The Confederate defense of the Valley was not going well. Though they had managed to delay the Union army for almost a month, the gray-clad soldiers were still forced to retreat. For many a retreat with total defeat looming on the horizon was something they had never considered.

2. The Decisive Battles

The 3rd Battle of Winchester (sometimes called the Battle of Opequon) was fought on September 19, 1864. The Union attacked, the Confederates defended. Sheridan cleared away wagon trains hindering the advance of his troops, and, ultimately, his army swept the field. The Confederates retreated through Winchester; for many this was the first time their lines had broken into a disorderly retreat. Early lost 1/4 of his army, including the service of five high ranking officers. The Confederates withdrew to Fisher’s Hill, approximately 22 miles to the south.

The Union army followed. In the Battle of Fisher’s Hill on September 21-22, 1864, Sheridan devised several flank attacks and, once again, the Confederates were forced to retreat. At this battle Sheridan had approximately 30,000 troops and the Confederates had less than 10,000. Five Union soldiers received the Medal of Honor for their actions at Fisher’s Hill.

General Early and his army retreated a long 60 miles to the town of Waynesboro, leaving the entire northern area of the Valley open to raids and destruction.

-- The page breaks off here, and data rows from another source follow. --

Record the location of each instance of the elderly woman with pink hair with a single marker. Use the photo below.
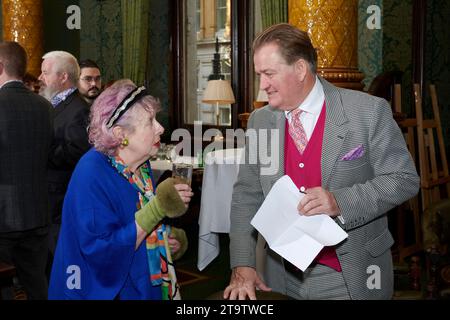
(114, 241)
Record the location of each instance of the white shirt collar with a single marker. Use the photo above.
(313, 102)
(10, 81)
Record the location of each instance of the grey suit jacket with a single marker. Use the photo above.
(364, 188)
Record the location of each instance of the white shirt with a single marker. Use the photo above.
(311, 106)
(10, 81)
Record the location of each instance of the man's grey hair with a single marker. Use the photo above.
(64, 62)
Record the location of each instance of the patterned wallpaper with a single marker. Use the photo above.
(159, 60)
(101, 40)
(397, 40)
(101, 36)
(370, 43)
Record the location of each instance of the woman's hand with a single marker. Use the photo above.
(185, 192)
(178, 242)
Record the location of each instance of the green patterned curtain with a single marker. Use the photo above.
(273, 11)
(135, 39)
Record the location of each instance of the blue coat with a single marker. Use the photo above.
(95, 256)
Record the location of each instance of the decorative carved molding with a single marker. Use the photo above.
(333, 28)
(22, 22)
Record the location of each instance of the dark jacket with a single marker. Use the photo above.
(25, 138)
(70, 143)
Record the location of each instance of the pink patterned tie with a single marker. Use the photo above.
(297, 132)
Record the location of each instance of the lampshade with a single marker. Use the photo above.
(218, 91)
(262, 96)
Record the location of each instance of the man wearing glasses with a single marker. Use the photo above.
(90, 83)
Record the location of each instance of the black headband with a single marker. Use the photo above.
(126, 103)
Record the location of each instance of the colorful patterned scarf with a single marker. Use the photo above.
(162, 271)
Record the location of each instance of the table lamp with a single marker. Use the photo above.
(218, 92)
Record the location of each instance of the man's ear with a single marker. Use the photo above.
(301, 68)
(64, 77)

Early had tried his best, but there were simply too many enemy soldiers and too many casualties for a continued defense at this time.

3. The Outcome

With many miles of farmland virtually undefended, Sheridan could unleash his cavalry to destroy the crops and cripple the agricultural society by burning mills. This time is Shenandoah history is simply called “The Burning.” Confederate cavalry tried to retaliate using guerilla tactics, but ultimately over 400 square miles of the Valley would be left blackened and desolate.

4. Conclusion

Though the Confederate army desperately resisted, there were outnumbered and overwhelmed. General Sheridan’s relentless “press forward” tactics wore down the already weary Southerners. Sheridan and army gained possession of the Shenandoah Valley and though they would make stubborn attempts, the Confederates would never regain this land.

A former defender of the Valley for the Confederate was General “Stonewall” Jackson. He said, “If the Valley is Lost, Virginia is Lost.” With the Shenandoah Valley firmly in the Union grasp, Virginia and the Confederacy faced numbered days.

Oh, but this isn’t the final conclusion – we still have two more weeks. Next week we’ll discuss The Burning and an unpleasant surprise for Mr. Sheridan, and then conclude with an examination of the total war strategy that the Union employed and its harsh effects on civilians.

Your Historian,

Miss Sarah

P.S. I’m off to a Civil War Re-enactment this weekend – not attending in living history character, but going on a research trip. I’ll probably share some photos and maybe a short list of new CW facts that I learned. But for now I need to go pack my backpack… see ya’ll later!